A West-Eastern Divan Orchestra é seu projeto mais ambicioso. Criada em parceria com o intelectual palestino Edward Said, ela parte do princípio de que não existe solução militar para o conflito entre Israel e Palestina. “Temos de conviver juntos e perceber que temos mais semelhanças do que diferenças”, diz ele. O conjunto sinfônico está baseado em Sevilha, na Espanha, local que historicamente abrigou os povos dessas duas origens. Em 2005, Barenboim e a West Eastern Divan fizeram um concerto histórico na cidade de Ramallah, na Palestina. “Todos são iguais perante Beethoven,” costuma dizer. Dois anos depois, levou seus comandados para a Faixa de Gaza.

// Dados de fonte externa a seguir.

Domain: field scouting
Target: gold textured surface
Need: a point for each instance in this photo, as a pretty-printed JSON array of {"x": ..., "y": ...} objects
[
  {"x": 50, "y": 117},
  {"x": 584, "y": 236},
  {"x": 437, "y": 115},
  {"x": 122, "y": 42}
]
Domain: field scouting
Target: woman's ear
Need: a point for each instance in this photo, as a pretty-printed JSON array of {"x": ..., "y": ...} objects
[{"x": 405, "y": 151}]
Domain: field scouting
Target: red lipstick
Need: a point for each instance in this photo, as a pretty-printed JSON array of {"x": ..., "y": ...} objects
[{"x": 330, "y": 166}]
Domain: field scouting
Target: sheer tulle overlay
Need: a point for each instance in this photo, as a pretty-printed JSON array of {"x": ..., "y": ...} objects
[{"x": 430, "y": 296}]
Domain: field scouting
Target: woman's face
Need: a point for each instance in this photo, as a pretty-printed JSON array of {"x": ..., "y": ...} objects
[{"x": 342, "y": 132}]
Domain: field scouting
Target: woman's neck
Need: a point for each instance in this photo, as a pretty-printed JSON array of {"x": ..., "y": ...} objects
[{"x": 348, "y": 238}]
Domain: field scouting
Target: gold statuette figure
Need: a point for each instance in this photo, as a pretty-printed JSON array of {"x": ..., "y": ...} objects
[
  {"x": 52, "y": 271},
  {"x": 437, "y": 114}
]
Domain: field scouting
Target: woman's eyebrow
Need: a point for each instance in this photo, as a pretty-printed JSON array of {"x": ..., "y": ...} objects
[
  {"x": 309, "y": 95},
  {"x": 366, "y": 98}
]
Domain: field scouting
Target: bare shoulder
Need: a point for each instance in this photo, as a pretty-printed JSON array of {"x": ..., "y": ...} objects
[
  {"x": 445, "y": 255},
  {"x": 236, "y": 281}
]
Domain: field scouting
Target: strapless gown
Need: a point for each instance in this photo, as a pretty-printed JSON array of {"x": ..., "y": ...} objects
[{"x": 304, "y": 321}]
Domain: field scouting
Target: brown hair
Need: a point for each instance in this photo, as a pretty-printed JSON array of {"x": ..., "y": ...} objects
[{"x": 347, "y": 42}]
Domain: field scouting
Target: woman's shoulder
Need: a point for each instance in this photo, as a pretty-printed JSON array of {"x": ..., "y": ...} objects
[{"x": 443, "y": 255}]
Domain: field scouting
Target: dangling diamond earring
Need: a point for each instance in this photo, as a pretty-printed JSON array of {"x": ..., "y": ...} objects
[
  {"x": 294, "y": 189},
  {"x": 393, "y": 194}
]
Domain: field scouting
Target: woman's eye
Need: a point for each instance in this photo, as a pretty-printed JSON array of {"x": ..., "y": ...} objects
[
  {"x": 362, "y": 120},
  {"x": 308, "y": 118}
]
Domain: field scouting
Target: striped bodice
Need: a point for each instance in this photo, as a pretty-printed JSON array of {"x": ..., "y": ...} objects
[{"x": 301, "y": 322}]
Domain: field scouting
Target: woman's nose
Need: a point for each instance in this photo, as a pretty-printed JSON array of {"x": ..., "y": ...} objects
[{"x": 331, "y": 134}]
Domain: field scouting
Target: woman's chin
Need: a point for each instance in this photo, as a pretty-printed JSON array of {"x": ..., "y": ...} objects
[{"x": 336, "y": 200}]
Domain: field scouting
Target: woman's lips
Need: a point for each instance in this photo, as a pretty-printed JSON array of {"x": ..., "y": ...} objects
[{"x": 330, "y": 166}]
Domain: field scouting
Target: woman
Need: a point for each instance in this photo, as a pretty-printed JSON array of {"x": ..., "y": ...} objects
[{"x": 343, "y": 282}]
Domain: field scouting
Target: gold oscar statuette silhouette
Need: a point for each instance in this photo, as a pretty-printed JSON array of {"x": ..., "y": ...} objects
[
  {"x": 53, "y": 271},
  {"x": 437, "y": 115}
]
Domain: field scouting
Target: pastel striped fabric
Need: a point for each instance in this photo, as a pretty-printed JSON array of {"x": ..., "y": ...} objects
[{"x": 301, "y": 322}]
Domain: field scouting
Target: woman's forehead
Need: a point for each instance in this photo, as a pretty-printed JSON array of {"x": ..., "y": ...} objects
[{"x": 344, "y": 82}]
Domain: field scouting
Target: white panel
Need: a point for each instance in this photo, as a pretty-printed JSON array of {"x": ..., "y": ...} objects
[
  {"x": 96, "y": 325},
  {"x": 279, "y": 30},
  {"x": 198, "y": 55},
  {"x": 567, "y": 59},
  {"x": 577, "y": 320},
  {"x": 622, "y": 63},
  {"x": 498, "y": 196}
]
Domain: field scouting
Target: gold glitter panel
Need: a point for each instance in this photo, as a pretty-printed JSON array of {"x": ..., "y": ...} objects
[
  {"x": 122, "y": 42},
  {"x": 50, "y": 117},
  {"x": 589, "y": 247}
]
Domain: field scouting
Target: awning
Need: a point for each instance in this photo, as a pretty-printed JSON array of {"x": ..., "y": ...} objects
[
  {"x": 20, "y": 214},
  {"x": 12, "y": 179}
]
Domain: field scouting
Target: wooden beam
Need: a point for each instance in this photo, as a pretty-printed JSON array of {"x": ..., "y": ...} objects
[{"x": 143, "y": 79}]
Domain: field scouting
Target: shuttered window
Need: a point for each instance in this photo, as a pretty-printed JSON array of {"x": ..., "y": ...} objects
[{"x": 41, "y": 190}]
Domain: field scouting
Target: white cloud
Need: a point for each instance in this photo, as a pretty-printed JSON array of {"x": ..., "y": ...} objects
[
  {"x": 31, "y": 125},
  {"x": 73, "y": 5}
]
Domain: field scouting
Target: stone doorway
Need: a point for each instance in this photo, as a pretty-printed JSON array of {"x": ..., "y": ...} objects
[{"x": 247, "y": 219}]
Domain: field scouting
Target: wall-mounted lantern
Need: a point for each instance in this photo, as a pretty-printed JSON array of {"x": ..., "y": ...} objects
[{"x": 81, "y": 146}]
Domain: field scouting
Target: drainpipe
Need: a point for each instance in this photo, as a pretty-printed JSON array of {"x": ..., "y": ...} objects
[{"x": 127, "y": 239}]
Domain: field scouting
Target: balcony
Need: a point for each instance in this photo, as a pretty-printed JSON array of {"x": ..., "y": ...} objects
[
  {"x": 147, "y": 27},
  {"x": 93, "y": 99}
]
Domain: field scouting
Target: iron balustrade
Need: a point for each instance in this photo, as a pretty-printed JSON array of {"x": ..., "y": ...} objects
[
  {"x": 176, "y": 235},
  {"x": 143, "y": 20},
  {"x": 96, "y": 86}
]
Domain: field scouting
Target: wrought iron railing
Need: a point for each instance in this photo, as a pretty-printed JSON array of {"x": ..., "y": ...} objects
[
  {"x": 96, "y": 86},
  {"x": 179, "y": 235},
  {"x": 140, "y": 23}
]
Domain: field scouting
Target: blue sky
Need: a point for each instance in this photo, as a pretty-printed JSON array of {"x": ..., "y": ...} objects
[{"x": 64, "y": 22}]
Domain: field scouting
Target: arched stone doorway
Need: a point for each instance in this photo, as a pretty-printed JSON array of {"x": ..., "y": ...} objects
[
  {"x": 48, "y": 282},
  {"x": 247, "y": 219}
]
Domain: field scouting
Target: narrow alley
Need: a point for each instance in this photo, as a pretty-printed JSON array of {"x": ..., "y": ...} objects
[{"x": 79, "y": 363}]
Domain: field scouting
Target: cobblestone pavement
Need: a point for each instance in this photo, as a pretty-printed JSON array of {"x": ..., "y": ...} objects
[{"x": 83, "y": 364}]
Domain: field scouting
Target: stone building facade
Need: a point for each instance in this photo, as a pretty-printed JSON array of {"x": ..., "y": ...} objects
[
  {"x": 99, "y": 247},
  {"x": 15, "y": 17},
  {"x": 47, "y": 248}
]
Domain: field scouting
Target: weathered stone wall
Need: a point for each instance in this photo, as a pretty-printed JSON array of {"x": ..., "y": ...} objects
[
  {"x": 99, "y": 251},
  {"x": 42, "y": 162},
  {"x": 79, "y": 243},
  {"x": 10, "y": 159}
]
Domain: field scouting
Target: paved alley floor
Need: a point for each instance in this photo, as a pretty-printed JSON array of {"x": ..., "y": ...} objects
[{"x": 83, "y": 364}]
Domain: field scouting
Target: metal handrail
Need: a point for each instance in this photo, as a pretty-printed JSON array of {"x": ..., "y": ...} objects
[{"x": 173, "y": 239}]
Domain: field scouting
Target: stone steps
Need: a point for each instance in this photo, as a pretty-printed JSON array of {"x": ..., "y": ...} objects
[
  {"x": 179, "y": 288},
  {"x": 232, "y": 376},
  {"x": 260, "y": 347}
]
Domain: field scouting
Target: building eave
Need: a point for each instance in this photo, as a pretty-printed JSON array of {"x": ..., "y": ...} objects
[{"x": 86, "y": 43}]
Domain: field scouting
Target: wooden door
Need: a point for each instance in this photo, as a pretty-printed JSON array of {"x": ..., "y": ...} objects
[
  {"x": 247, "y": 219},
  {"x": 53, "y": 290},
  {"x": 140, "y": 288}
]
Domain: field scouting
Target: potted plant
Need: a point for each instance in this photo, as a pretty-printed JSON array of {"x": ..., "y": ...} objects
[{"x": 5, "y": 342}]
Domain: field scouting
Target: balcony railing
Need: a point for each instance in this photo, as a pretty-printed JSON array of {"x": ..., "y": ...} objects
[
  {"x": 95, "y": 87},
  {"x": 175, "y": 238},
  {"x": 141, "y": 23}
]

Barenboim é um maestro fascinante, um pianista magistral e, como todo super regente, uma fonte inesgotável de anedotas. Certa feita, ao chegar no hotel de uma pequena cidade dos Estados Unidos com a Sinfônica de Chicago, horrorizou-se ao saber que a suíte presidencial estava reservada para Michael Jackson. Tantas fez o moço que acabou por desalojar o astro de Thriller.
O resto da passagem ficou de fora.